First, Brush Creek Grass, with Doug Ham on bass, Charlie Bays on lead guitar, James “Red” Hamilton on banjo, Don Frederick on rhythm guitar, and Harold Mosley on mandolin, showcases a traditional bluegrass sound that Ham describes as “music rooted in the Stanley tradition.”

The music of Brush Creek Grass reflects the hard life that many people in Southeast Kentucky have lived, Ham says. Named for a coal-mining area called Brush Creek, the band shows off its tight vocal harmonies on performances of such songs as “When You Go Walking After Midnight,” “Bluegrass Show Tonight,” and “On the Banks of the River.” The versatile group also performs several instrumentals.

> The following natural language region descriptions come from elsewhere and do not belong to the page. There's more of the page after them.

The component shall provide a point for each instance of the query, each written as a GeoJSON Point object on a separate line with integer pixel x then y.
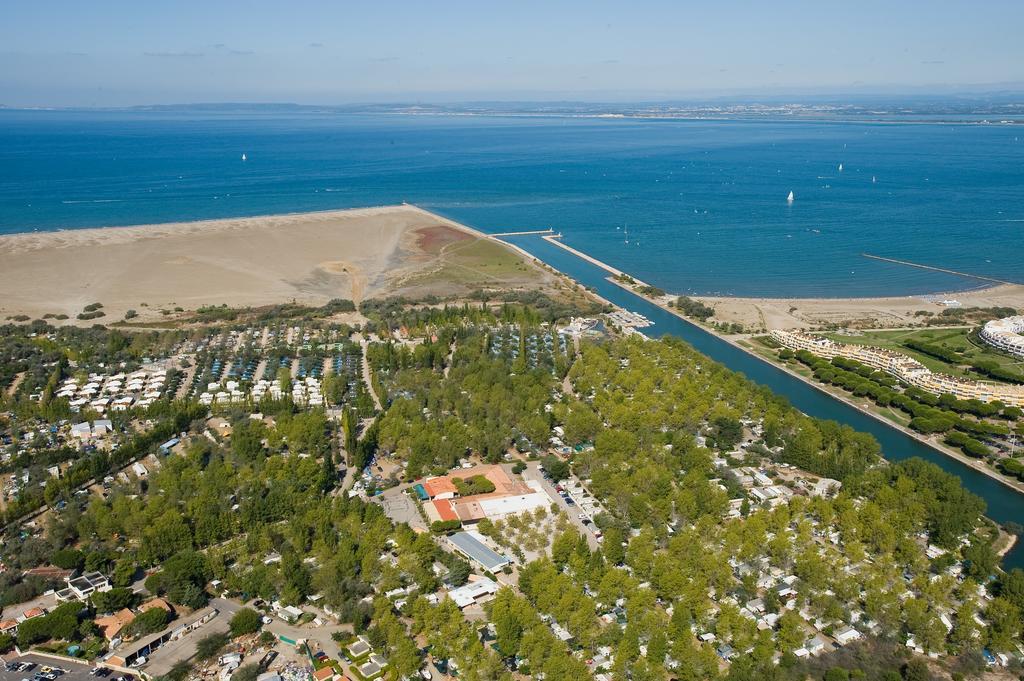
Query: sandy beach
{"type": "Point", "coordinates": [307, 257]}
{"type": "Point", "coordinates": [893, 312]}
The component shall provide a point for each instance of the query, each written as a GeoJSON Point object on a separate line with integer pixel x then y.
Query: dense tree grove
{"type": "Point", "coordinates": [692, 567]}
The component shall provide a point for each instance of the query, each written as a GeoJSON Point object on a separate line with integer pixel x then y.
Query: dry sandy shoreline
{"type": "Point", "coordinates": [249, 261]}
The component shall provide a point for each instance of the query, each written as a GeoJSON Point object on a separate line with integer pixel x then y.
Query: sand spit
{"type": "Point", "coordinates": [306, 257]}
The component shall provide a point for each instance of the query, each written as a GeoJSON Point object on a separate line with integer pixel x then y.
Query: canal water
{"type": "Point", "coordinates": [1004, 503]}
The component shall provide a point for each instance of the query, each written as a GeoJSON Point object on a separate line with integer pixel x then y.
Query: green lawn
{"type": "Point", "coordinates": [954, 339]}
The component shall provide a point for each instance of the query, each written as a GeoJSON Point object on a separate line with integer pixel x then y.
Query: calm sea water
{"type": "Point", "coordinates": [704, 202]}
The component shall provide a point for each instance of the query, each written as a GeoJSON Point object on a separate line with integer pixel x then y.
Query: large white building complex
{"type": "Point", "coordinates": [904, 368]}
{"type": "Point", "coordinates": [1006, 334]}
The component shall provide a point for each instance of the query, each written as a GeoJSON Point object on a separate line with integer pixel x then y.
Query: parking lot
{"type": "Point", "coordinates": [69, 671]}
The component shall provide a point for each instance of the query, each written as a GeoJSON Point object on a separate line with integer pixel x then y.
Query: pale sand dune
{"type": "Point", "coordinates": [309, 257]}
{"type": "Point", "coordinates": [856, 312]}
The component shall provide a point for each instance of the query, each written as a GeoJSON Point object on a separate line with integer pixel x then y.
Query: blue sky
{"type": "Point", "coordinates": [107, 52]}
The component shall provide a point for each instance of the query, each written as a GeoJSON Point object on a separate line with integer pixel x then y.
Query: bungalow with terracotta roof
{"type": "Point", "coordinates": [439, 487]}
{"type": "Point", "coordinates": [31, 613]}
{"type": "Point", "coordinates": [112, 625]}
{"type": "Point", "coordinates": [156, 602]}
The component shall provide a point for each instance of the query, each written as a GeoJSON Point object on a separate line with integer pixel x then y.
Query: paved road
{"type": "Point", "coordinates": [366, 371]}
{"type": "Point", "coordinates": [170, 653]}
{"type": "Point", "coordinates": [532, 472]}
{"type": "Point", "coordinates": [73, 671]}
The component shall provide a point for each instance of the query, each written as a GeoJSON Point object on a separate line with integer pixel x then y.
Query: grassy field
{"type": "Point", "coordinates": [953, 339]}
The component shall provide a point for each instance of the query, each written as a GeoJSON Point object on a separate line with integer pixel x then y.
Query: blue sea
{"type": "Point", "coordinates": [704, 202]}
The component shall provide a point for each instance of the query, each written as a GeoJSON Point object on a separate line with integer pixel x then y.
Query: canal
{"type": "Point", "coordinates": [1004, 503]}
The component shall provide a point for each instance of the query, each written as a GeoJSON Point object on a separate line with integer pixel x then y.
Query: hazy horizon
{"type": "Point", "coordinates": [119, 53]}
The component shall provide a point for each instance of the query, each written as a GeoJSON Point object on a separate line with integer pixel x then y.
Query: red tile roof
{"type": "Point", "coordinates": [444, 509]}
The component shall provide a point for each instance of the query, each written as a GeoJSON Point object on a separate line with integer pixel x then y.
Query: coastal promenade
{"type": "Point", "coordinates": [583, 256]}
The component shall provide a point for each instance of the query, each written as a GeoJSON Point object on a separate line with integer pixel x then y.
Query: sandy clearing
{"type": "Point", "coordinates": [307, 257]}
{"type": "Point", "coordinates": [854, 312]}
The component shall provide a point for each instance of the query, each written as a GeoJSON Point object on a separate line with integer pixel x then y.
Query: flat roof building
{"type": "Point", "coordinates": [471, 546]}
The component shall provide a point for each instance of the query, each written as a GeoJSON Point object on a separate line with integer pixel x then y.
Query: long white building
{"type": "Point", "coordinates": [1006, 334]}
{"type": "Point", "coordinates": [904, 368]}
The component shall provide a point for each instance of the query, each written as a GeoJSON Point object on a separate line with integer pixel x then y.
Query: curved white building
{"type": "Point", "coordinates": [1006, 334]}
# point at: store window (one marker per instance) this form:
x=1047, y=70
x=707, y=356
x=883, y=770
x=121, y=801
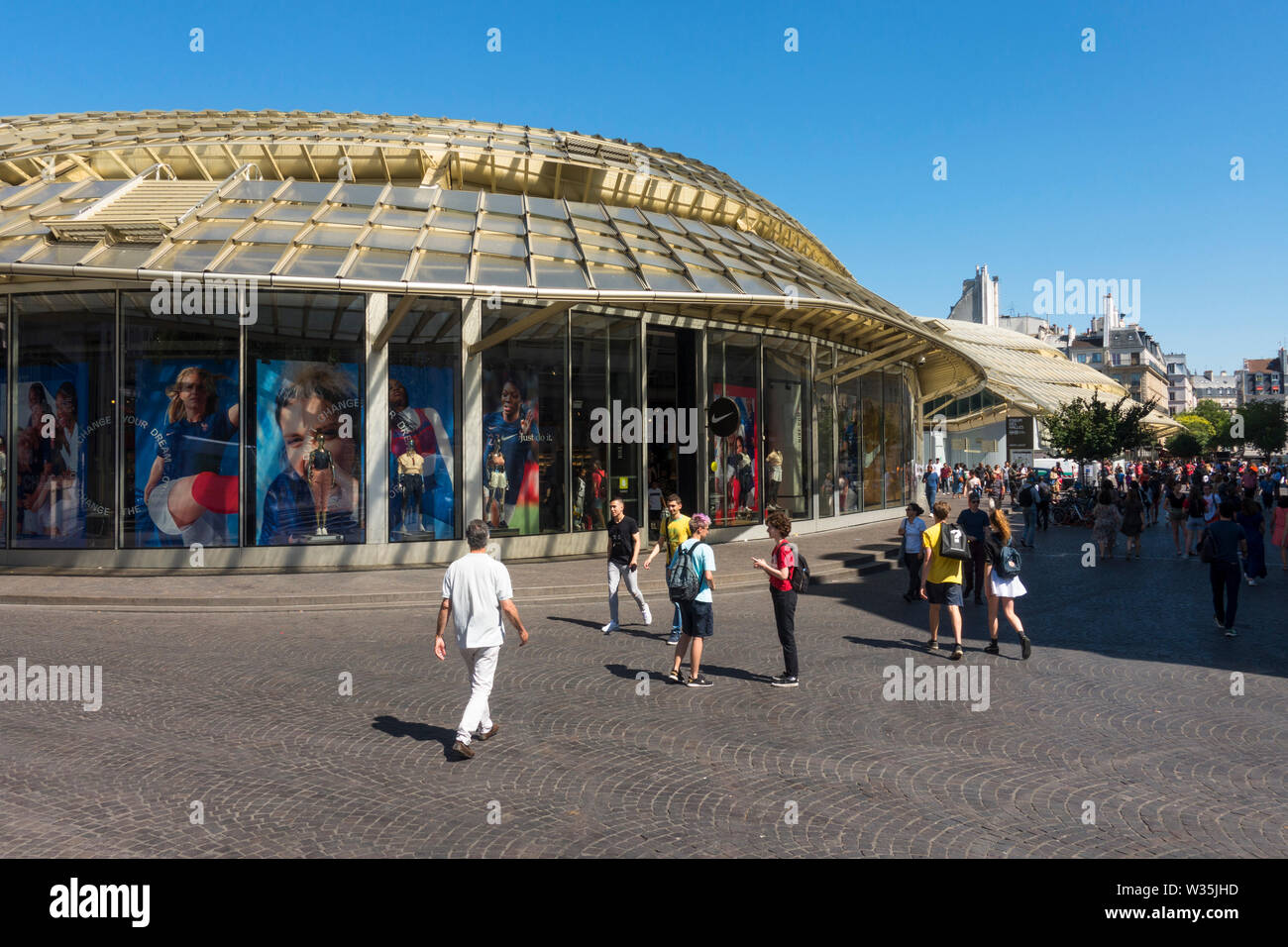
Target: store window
x=733, y=363
x=786, y=468
x=180, y=407
x=305, y=384
x=424, y=395
x=608, y=427
x=524, y=487
x=872, y=441
x=827, y=429
x=849, y=428
x=64, y=489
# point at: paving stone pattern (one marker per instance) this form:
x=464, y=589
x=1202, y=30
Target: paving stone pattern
x=226, y=689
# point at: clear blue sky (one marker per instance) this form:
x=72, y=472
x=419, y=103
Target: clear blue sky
x=1113, y=163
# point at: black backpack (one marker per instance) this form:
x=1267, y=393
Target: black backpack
x=952, y=541
x=800, y=571
x=684, y=581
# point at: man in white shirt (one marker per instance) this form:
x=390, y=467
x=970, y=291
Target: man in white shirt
x=477, y=594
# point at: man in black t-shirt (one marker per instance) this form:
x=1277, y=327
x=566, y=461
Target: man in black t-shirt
x=974, y=522
x=623, y=552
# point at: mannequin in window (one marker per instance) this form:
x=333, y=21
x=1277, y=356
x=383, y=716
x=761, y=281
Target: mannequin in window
x=320, y=472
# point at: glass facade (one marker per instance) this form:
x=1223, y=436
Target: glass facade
x=133, y=420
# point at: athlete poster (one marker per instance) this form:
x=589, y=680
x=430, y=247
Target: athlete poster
x=294, y=401
x=184, y=424
x=421, y=418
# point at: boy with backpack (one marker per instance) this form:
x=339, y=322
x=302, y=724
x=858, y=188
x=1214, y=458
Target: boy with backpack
x=781, y=570
x=690, y=582
x=945, y=549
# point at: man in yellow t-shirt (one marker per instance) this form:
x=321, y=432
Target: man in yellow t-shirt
x=940, y=582
x=675, y=530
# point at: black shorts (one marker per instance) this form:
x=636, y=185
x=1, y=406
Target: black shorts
x=944, y=592
x=697, y=618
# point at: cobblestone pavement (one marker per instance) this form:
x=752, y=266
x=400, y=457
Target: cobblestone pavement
x=232, y=699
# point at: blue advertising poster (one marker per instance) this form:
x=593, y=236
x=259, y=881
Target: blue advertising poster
x=421, y=416
x=51, y=433
x=299, y=491
x=184, y=454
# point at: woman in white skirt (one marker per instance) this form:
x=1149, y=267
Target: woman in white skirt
x=1003, y=590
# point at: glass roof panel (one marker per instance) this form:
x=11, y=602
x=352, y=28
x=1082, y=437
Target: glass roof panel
x=321, y=262
x=346, y=215
x=252, y=258
x=377, y=264
x=447, y=241
x=613, y=277
x=252, y=189
x=501, y=223
x=331, y=235
x=503, y=204
x=711, y=281
x=666, y=281
x=591, y=211
x=288, y=211
x=189, y=257
x=545, y=206
x=391, y=217
x=501, y=270
x=391, y=239
x=13, y=249
x=413, y=197
x=434, y=266
x=502, y=244
x=270, y=232
x=305, y=192
x=549, y=247
x=552, y=228
x=563, y=274
x=454, y=221
x=459, y=200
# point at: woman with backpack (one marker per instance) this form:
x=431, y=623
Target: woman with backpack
x=1133, y=522
x=1003, y=579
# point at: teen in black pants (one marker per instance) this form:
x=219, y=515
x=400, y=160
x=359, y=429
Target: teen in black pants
x=910, y=531
x=780, y=571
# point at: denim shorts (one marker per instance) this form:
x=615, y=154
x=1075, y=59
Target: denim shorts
x=697, y=618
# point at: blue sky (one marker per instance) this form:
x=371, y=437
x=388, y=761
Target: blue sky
x=1113, y=163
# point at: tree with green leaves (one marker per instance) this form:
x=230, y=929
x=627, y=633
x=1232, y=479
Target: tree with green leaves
x=1199, y=427
x=1185, y=445
x=1096, y=429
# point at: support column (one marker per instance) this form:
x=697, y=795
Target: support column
x=471, y=491
x=377, y=423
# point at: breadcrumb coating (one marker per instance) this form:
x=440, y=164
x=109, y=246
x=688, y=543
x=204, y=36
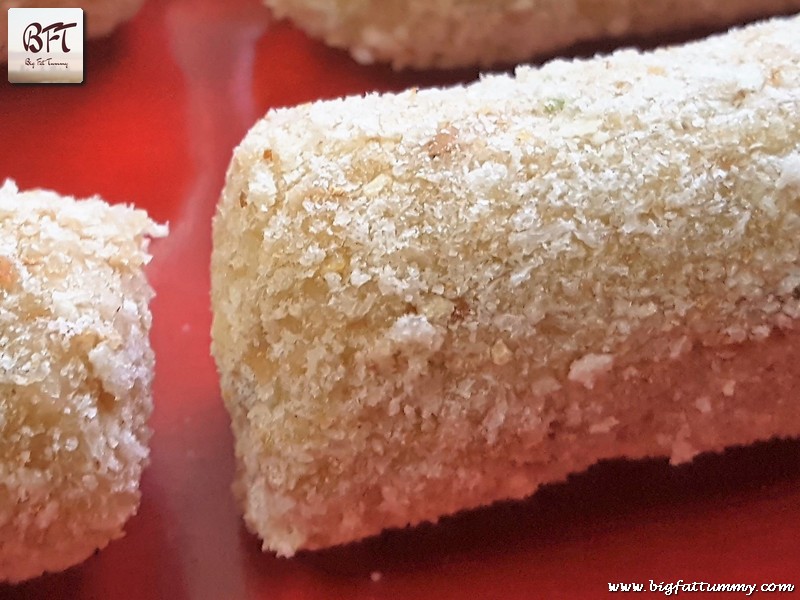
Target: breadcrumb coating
x=459, y=33
x=75, y=375
x=431, y=301
x=101, y=16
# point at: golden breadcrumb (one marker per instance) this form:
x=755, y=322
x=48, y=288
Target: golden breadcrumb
x=75, y=374
x=430, y=301
x=458, y=33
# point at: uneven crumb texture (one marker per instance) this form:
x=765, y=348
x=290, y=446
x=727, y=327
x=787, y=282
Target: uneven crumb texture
x=75, y=374
x=457, y=33
x=101, y=17
x=429, y=301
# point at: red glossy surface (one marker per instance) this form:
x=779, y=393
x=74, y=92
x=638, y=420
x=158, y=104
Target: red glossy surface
x=164, y=103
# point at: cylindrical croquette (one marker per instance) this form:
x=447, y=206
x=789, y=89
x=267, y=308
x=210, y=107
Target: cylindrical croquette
x=101, y=16
x=75, y=375
x=459, y=33
x=430, y=301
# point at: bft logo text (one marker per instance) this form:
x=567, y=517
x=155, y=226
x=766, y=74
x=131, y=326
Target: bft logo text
x=45, y=45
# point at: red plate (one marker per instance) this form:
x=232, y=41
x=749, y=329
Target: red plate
x=163, y=104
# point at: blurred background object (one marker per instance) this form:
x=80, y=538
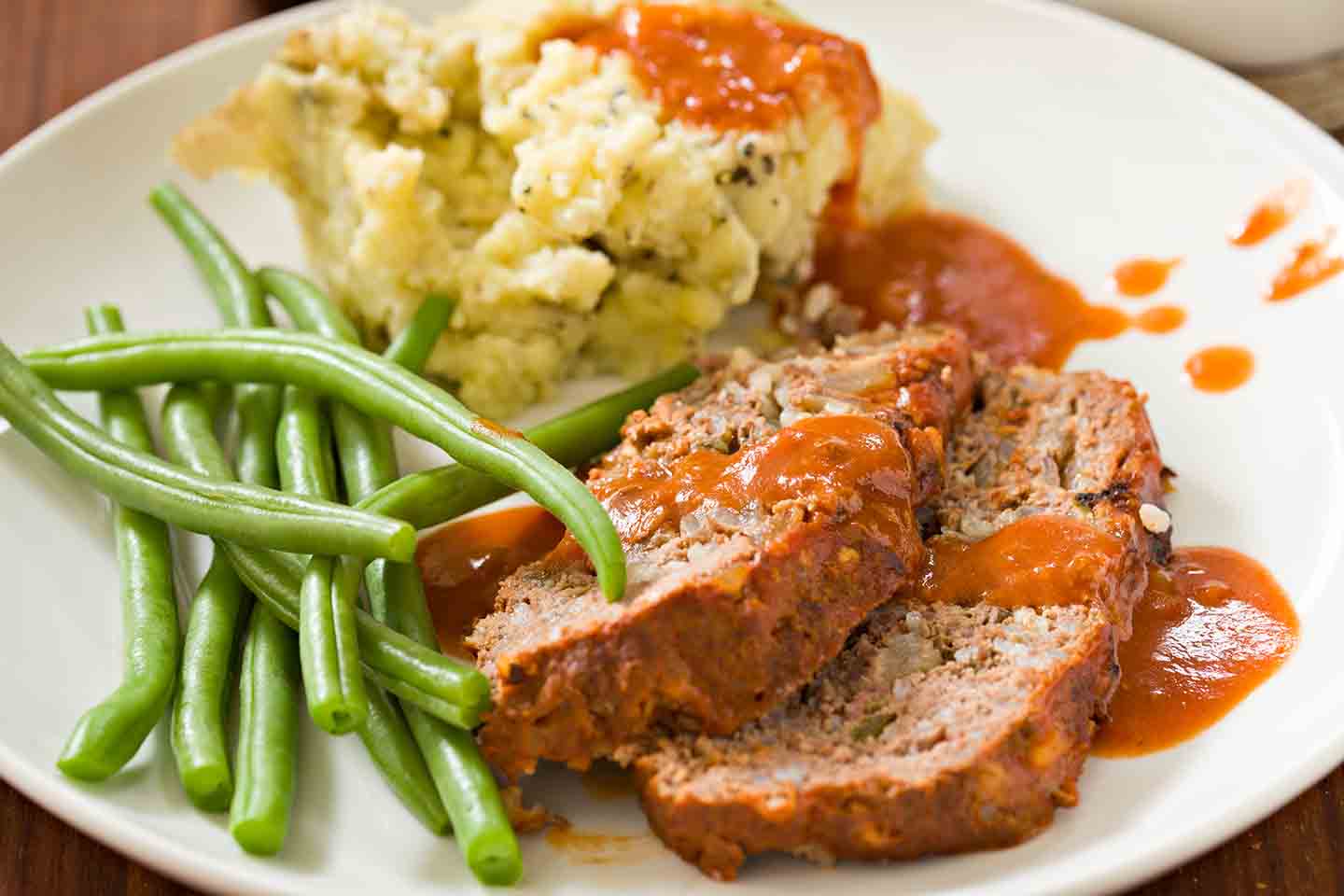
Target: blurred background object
x=1294, y=49
x=1239, y=34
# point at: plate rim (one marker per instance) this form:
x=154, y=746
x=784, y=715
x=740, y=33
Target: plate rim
x=85, y=810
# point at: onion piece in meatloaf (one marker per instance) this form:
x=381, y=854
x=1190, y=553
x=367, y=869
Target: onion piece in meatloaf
x=953, y=724
x=765, y=512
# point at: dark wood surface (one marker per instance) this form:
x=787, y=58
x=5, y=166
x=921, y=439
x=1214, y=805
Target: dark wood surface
x=52, y=52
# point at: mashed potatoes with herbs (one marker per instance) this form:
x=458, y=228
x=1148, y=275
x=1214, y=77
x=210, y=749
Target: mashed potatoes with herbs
x=578, y=226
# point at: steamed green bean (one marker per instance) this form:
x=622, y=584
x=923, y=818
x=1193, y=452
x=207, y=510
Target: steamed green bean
x=268, y=736
x=109, y=734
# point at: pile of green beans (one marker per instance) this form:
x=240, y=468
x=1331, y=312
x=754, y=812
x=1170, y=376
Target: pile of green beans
x=360, y=379
x=137, y=480
x=464, y=782
x=312, y=413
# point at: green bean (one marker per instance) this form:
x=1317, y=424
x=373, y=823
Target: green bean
x=415, y=343
x=443, y=687
x=327, y=641
x=107, y=735
x=268, y=736
x=237, y=293
x=217, y=611
x=443, y=493
x=465, y=782
x=357, y=378
x=191, y=442
x=327, y=633
x=143, y=483
x=367, y=457
x=398, y=759
x=198, y=718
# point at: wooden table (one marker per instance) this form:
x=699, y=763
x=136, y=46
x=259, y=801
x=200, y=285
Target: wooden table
x=52, y=52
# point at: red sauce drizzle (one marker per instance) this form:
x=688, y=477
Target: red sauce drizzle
x=1142, y=275
x=1160, y=318
x=1273, y=213
x=1038, y=560
x=464, y=563
x=1212, y=626
x=819, y=461
x=1309, y=266
x=735, y=69
x=1219, y=369
x=938, y=266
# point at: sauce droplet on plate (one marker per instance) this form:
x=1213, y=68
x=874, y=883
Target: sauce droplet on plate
x=1273, y=213
x=1160, y=318
x=938, y=266
x=1212, y=626
x=1219, y=369
x=1142, y=275
x=464, y=562
x=1309, y=266
x=592, y=847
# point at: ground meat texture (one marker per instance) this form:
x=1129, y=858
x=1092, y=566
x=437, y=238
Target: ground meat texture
x=943, y=727
x=736, y=595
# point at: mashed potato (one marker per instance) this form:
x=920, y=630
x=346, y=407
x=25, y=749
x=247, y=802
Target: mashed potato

Next, Bluetowne, whose members all play with other bands, too, serves up a more progressive bluegrass sound. According to banjo player Dean Osborne, the Central Kentucky-based Bluetowne is the largest bluegrass band in the country, with 55 active members. This performance features Osborne, who is from Lexington, along with guitarist Richard Bennett, fiddle player Wanda Barnett-Bennett, and bass player Curt Chapman, all from Richmond; dobro player Phil Leadbetter of Knoxville, TN; and guest mandolin player Rickie Simpkins of Nashville.

“We developed Bluetowne as a means, first and foremost, to have fun playing with people who have a lot of mutual respect and love for each another,” Osborne explains. In this Jubilee performance, the band has fun with an interesting mix of traditional tunes, such as “Rough and Rocky Road,” “Pallet on the Floor,” and “Shackles and Chains,” along with progressive bluegrass songs such as the jazzy instrumental “Bluetowne Shuffle.”